Víctor Pellegrini, de 36 años, Delfina Saltini de 26, Max Rencoret y Benjamín Molina de 23, forman parte de este joven equipo de desarrolladores, ejemplo del potencial que tienen países latinoamericanos como Chile a la hora de irrumpir en el suculento mercado de las apps para celulares.
La idea, cuentan, les surgió durante unas vacaciones en la playa, cuando sacaron una foto a un amigo con ciertas copas de más y la compartieron por whatsapp .
“En pocos minutos la tenía todo Chile y mi amigo se metió en un gran problema con su jefe y con su novia, a la que dijo que no había salido”.
De ese modo nació la idea de Blink Me, un sistema para evitar a toda costa que imágenes indeseadas se cuelen en la red y que la gente usa de maneras muy diversas, asegura el equipo.
“Una madre se prueba vestidos para una fiesta y se las envía a sus amigas para que le digan cuál le queda mejor y así no guardan las fotos, explica Pellegrini.
“La mayoría se mandan las caras como un juego o lo que está pasando. La usan para compartir momentos y que las imágenes no se queden almacenadas donde no deben”.


El secreto no está sólo en la idea

Muchos creen que el secreto del éxito de una aplicación está en hallar la idea indicada, pero la experiencia de este grupo de jóvenes les enseñó que una buena idea, en este mundillo, es tan sólo un buen punto de partida.

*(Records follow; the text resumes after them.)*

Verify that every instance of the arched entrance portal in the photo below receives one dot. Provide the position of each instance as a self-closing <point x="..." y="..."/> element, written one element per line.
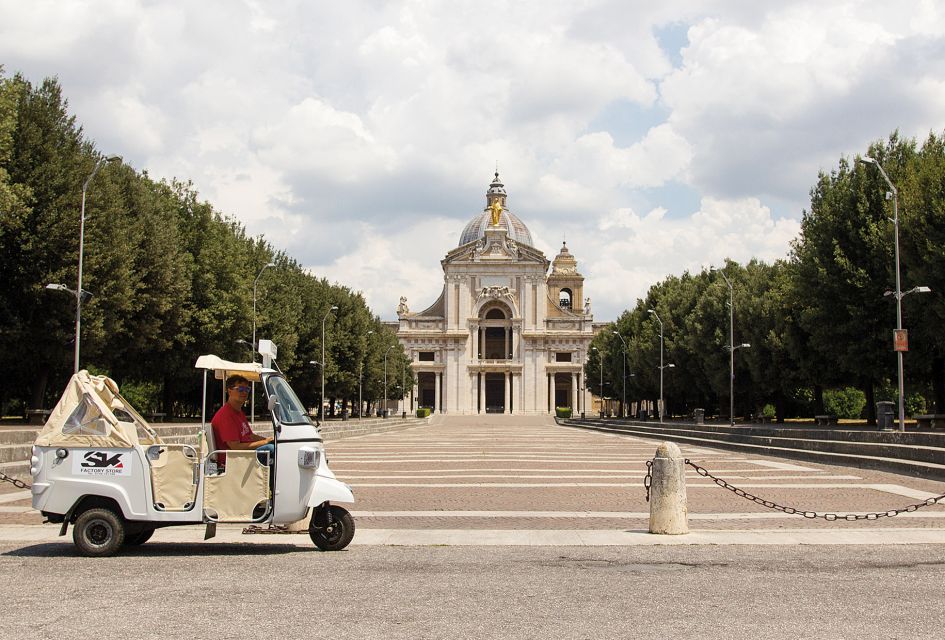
<point x="495" y="393"/>
<point x="426" y="390"/>
<point x="563" y="390"/>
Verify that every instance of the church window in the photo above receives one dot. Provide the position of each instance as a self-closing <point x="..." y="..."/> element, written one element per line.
<point x="564" y="299"/>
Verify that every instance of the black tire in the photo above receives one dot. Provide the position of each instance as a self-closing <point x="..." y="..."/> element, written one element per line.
<point x="335" y="536"/>
<point x="98" y="533"/>
<point x="139" y="538"/>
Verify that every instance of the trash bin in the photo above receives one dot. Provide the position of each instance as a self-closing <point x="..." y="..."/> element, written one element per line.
<point x="885" y="415"/>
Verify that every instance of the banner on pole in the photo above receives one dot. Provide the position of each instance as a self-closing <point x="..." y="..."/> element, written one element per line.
<point x="900" y="339"/>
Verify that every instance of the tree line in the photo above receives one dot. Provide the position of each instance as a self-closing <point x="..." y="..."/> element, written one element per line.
<point x="820" y="322"/>
<point x="171" y="279"/>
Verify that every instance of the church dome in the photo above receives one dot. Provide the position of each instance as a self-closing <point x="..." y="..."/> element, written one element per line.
<point x="476" y="228"/>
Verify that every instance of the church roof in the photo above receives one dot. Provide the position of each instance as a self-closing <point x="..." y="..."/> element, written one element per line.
<point x="476" y="228"/>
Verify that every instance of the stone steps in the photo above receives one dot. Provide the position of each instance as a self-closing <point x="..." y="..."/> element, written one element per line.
<point x="919" y="454"/>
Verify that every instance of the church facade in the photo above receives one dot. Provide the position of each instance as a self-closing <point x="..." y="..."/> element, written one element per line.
<point x="505" y="335"/>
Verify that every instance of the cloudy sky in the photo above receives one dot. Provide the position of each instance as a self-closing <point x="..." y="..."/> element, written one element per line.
<point x="360" y="136"/>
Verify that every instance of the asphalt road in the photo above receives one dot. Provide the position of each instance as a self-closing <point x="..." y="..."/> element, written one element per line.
<point x="272" y="591"/>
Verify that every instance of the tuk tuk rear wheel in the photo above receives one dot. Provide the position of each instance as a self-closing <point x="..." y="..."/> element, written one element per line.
<point x="98" y="533"/>
<point x="335" y="536"/>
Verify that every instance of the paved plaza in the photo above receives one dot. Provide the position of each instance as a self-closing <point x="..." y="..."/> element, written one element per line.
<point x="518" y="480"/>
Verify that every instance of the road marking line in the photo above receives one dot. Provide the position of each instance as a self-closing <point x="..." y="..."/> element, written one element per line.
<point x="608" y="515"/>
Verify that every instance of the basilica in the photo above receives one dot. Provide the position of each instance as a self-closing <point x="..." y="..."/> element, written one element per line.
<point x="505" y="335"/>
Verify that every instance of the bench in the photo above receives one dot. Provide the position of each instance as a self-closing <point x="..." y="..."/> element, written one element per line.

“Creemos que la idea es muy importante, pero no lo es todo”, afirma Pellegrini, “nos hemos dado cuenta que es en el proceso que hay que validarse”. Sobre todo, cuenta, a la hora de obtener fondos para un proyecto concreto.
Convencidos de la viabilidad de Blink Me, el equipo se trasladó a Silicon Valley, donde presentó su idea ante 15 mentores e inversionistas. También realizaron presentaciones en el Instituto Politécnico de Virginia.
Finalmente, gracias además al apoyo del gobierno chileno e inversionistas locales lograron reunir US$250.000 de financiación y ahora disponen de un equipo de ocho personas trabajando en el proyecto y su meta es conquistar el mercado latinoamericano y el español.